A place where foreign tourists pay thousands of dollars to ski and see the Aurora borealis (the Northern Lights), Riksgransen sits 200 kilometres north of the Arctic Circle in an area where the sun never rises in winter and temperatures can plummet to minus 30˚C.
Largely deserted outside the ski season, the nearest town is a two-hour bus ride away if the roads are clear of snow. Riksgransen has become a temporary home to about 600 refugees, most of them Afghans and Syrians.
Photojournalist Ints Kalnins reported that the number of refugees in Sweden’s Arctic North would be even higher were it not for the fact that busloads of refugees, having seen the surroundings, often refused to disembark and insisted on being returned to warmer, more southerly regions.
As Kalnins explained, the situation at Riksgransen is an extreme but not atypical example of the measures that the Swedish government has resorted to in order to accommodate record numbers of refugees in a country of 9.8 million people.
Germany may have received more than twice the number of asylum applications since 2011, more than double the number taken by Sweden. But when those figures are adjusted per head of population, Sweden, with 3,182 applicants per 100,000 people, is second only to Serbia and Bosnia which set the European record with 5,082 applicants per 100,000 people.
Sweden accepted 80,000 asylum seekers in 2014 and the final number for last year is expected to be similar.
By comparison, a report from Canada’s federal immigration department estimated that fewer than 6,300 refugees had landed on Canadian soil by the end of last year, 3,700 less than the target set by Mr Trudeau’s Liberal Party when it came to power.
On December 22, the International Organisation for Migration announced that more than a million people had reached Europe through irregular means last year, the continent’s largest wave of mass migration since the aftermath of the Second World War, when an estimated 12 million to 14 million Europeans were estimated to have been displaced.

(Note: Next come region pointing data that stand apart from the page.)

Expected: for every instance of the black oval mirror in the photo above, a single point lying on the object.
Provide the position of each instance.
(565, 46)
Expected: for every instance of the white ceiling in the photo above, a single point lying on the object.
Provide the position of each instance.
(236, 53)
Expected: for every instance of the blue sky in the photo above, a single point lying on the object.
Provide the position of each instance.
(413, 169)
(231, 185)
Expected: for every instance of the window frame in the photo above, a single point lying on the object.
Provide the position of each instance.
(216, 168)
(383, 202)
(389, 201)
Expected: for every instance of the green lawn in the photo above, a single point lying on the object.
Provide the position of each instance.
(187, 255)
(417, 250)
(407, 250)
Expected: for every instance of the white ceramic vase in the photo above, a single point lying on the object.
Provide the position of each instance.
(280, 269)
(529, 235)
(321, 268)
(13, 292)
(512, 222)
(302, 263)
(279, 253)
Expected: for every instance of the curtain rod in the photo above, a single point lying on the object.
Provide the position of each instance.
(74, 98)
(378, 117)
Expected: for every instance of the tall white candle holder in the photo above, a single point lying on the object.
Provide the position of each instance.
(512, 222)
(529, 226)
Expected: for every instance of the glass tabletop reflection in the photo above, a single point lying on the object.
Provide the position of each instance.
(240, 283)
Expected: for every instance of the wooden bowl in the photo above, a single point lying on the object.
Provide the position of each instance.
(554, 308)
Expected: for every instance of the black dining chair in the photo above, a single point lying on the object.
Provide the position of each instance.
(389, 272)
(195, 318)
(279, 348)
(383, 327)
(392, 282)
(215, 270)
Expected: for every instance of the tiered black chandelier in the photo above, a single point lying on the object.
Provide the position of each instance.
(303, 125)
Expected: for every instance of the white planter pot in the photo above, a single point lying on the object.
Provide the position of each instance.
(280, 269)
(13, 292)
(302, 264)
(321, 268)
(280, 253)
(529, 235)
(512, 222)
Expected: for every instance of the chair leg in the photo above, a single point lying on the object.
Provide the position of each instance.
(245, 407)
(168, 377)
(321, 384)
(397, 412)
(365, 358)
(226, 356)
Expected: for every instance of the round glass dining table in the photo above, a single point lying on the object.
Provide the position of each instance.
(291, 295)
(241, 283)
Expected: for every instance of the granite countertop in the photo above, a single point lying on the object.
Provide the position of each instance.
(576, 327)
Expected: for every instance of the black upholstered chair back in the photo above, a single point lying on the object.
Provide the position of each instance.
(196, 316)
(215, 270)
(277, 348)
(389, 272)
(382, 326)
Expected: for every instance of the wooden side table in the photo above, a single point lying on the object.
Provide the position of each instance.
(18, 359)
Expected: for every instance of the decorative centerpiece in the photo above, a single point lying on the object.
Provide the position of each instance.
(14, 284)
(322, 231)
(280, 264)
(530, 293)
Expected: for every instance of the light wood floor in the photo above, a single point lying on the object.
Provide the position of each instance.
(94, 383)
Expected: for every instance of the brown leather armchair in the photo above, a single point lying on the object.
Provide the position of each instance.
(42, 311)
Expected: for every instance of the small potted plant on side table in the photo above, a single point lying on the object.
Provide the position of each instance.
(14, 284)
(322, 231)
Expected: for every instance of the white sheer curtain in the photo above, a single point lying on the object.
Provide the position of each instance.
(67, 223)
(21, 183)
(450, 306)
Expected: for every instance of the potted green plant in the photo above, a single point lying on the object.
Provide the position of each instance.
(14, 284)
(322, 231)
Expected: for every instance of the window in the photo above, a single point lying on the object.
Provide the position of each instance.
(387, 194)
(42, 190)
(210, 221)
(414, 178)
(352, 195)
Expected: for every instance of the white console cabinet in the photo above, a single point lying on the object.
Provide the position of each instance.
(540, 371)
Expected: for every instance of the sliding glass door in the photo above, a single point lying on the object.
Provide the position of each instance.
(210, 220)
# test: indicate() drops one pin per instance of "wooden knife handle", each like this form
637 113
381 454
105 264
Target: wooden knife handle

The overall figure represents a fourfold increase on 2014’s figures, and has largely been driven by Syrians fleeing their country’s civil war.
But Afghans, Iraqis and Eritreans also represent a significant portion of the overall figure.
If the European figures sound dramatic, the situation in the Middle East is even worse.
In Turkey, there are estimated to be more than 2 million refugees, while in Lebanon, 1.1 million Syrians form one-fifth of the population.
In Jordan, the number of registered Syrian refugees stands at 10 per cent of the total population.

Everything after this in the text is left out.